Un importante balzo tecnologico per l'astronomia globale
Gli scienziati si aspettano progressi significativi da questa infrastruttura. Le capacità di SKAO dovrebbero consentire il rilevamento di oggetti celesti molto più deboli di quelli attualmente osservabili e la produzione di immagini di precisione senza precedenti. I ricercatori sperano che ciò porti a una migliore comprensione della formazione delle galassie, del comportamento dei buchi neri supermassicci, dell'origine dei campi magnetici cosmici e dell'evoluzione dell'Universo nei suoi primi centinaia di milioni di anni.
Il progetto si avvarrà anche di alcune delle tecnologie informatiche più potenti al mondo. I dati raccolti quotidianamente rappresenteranno volumi enormi, richiedendo supercomputer in grado di elaborare informazioni su una scala mai vista prima nel campo dell'astronomia. Per gli specialisti, questa nuova generazione di osservatori potrebbe produrre tante scoperte quante quelle fatte con l'avvento dei primi grandi telescopi spaziali.
Un ruolo strategico per la ricerca francese
L'ingresso della Francia nel consorzio rafforza la posizione della ricerca nazionale all'interno dei principali programmi scientifici internazionali.
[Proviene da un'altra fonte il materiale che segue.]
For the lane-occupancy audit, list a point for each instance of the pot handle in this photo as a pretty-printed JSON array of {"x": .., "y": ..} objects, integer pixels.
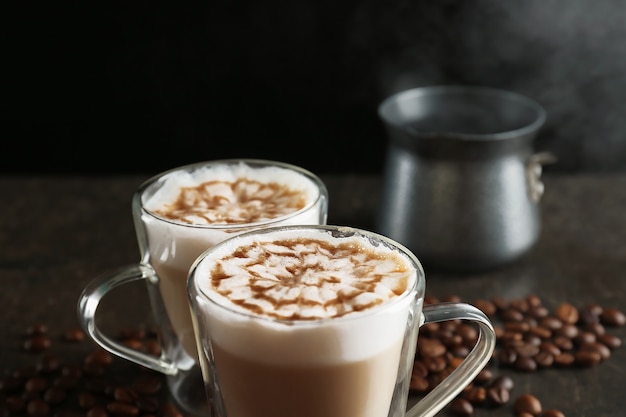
[{"x": 534, "y": 169}]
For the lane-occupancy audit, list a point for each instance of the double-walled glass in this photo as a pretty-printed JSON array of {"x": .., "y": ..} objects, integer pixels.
[{"x": 169, "y": 247}]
Diverse istituzioni francesi partecipano già allo sviluppo del progetto, in particolare il CNRS, il CEA, Inria, l'Osservatorio di Parigi, l'Osservatorio della Costa Azzurra, nonché diverse università e centri di ricerca specializzati in astrofisica e calcolo ad alte prestazioni.
Le prime attività scientifiche dell'SKAO dovrebbero iniziare nei prossimi mesi, per poi intensificarsi gradualmente fino alla fine del decennio. Entro il 2030, i ricercatori sperano di disporre di uno strumento in grado di trasformare in modo permanente la nostra comprensione del cosmo e di fornire risposte ad alcuni dei più grandi interrogativi ancora irrisolti sull'origine e l'evoluzione dell'Universo.